I bambini attraversano tutti le stesse fasi evolutive, ma restano ciascuno differente.

I bambini attraversano tutti le stesse fasi evolutive, ma restano ciascuno differente dall’altro. Quindi, raggiungono alcuni traguardi evolutivi nell’ambito di una notevole variabilità interindividuale, sia riguardo alla velocità, sia riguardo alla qualità. I bambini presentano naturali inclinazioni che i genitori di solito colgono istintivamente.

 

La variabilità interindividuale esistente è normale e dipende da tantissimi fattori. Ad esempio: il mese di nascita, il background di esperienze formative precedenti, la durata dell’attenzione e l’autostima. Quest’ultima dipende in larga misura dalle convenzioni che il bambino matura di se’ prima dell’ingresso a scuola ed anche dopo che l’avventura dell’apprendimento formale è iniziata. Il complesso delle convinzioni di autoefficacia legate all’apprendimento (e non solo), è l’autostima.

 

Possiamo definire l’autostima di un adulto come la capacità di avere una visione realistica di sè: nè una percezione troppo elevata, ne’ una percezione troppo bassa dei propri limiti e delle proprie risorse. L’autostima non riguarda solo gli apprendimenti, ma è vero che i successi e gli insuccessi maturati a scuola influiscono su di essa, mentre sono circolarmente influenzati dai successi ed insuccessi maturati in altri ambiti (affettivo, sociale, sportivo, artistico…). Il bambino fa il suo ingresso a scuola con un’autostima “appena nata” e dunque nel suo caso, di solito, essa è polarizzata fra i due estremi. Sarà il cammino lungo gli anni della scuola a contribuire alla formazione dell’autostima dell’adulto. L’autostima inizialmente si forma in famiglia, sia grazie alla qualità della relazione di attaccamento, sia in base alle reazioni dei genitori ai primi passi verso l’esplorazione del mondo da parte del bambino ed al loro modo di accogliere i suoi primi ERRORI.

 

La specie umana è quella che nasce (per quanto ne sappiamo) con meno conoscenze spendibili da subito e che ha bisogno per più tempo di una guida per imparare tutto ciò che serve per la sopravvivenza. Il cucciolo umano incorre continuamente in errori per i quali ha bisogno di essere corretto affinché non soccomba e sopravviva. La sua caratteristica è proprio quella di apprendere dagli errori, dapprima grazie alla guida del cargiver, poi in autonomia.
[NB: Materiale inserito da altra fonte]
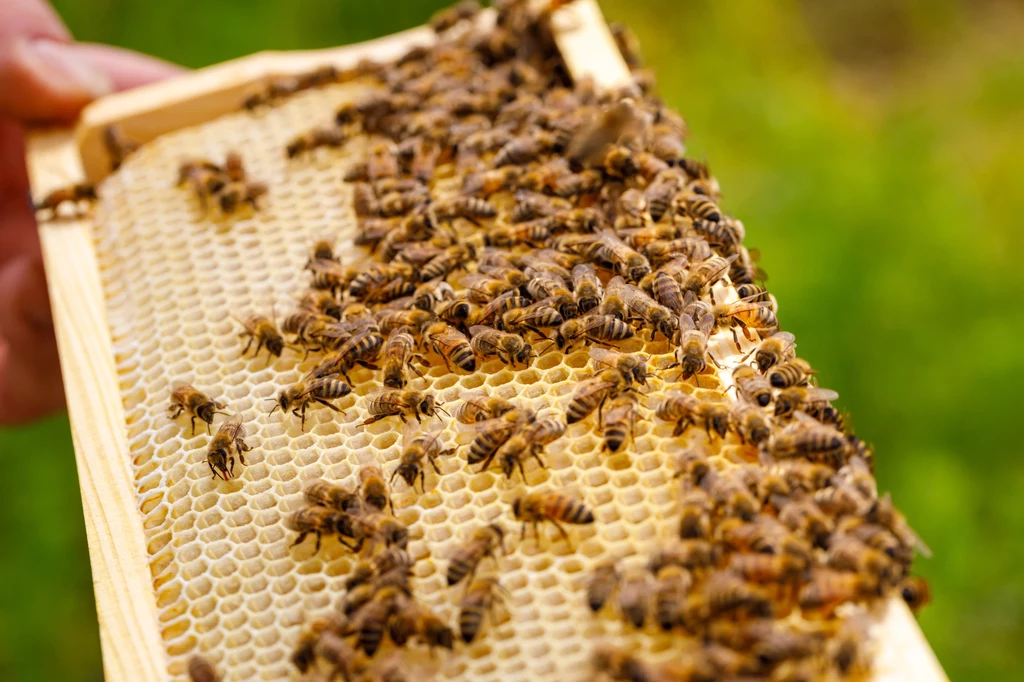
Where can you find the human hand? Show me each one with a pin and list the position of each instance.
(44, 77)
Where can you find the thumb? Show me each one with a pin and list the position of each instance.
(46, 80)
L’apprendimento del movimento, del linguaggio, della numerosità e dei comportamenti adattivi si salda nell’essere umano sia grazie alla gratificazione nel fare la cosa giusta, sia attraverso il compimento di errori e la loro correzione. Il punto d’arrivo eccezionale, che solo l’umanità sembra possedere, è la coscienza di essere fallibile e la capacità di riflettere, sia a priori sia a posteriori, sulla possibilità e sulla natura dei propri errori.

Non solo gli errori sono inevitabili, ma il loro superamento e la soluzione di problemi via via più complessi, costituiscono una delle leve dell’apprendimento in tutte le sue fasi: mettersi alla prova con le difficoltà presentate dai nuovi apprendimenti è di per se’ una buona motivazione per l’essere umano, insieme alla curiosità ed alla spinta all’ampliamento delle proprie conoscenze. L’atteggiamento dei genitori prima degli anni della scolarizzazione vera e propria nei confronti degli errori dei bambini, condiziona il loro atteggiamento esplorativo e il loro sentirsi “self confident” di fronte all’eventualità di compierne di nuovi.

 

Lasciamo dunque che i bambini si confrontino con la realtà, sia quella pratica quotidiana che li vede interessati soprattutto ai “fatti”, sia quella astratta dei concetti da capire direttamente con la mente. Il ruolo dei genitori non è quello di fornire risposte che precedano le teorie ingenue dei bambini, ma quello di ascoltare i loro ragionamenti, per quanto fantasiosi e apparentemente “campati in aria”. Allo stesso tempo, possiamo insegnare loro il “piacere di pensare e di capire” anche di fronte a compiti complessi, che sul momento sembrano spiazzarli. A volte li sgridiamo quando, a scuola, sbagliano cose che a noi sembrano banali (pensiamo a molte operazioni matematiche a mente nei primi anni, ad esempio), e questo mina la loro capacità di sbagliare, prima ancora che quella di apprendere.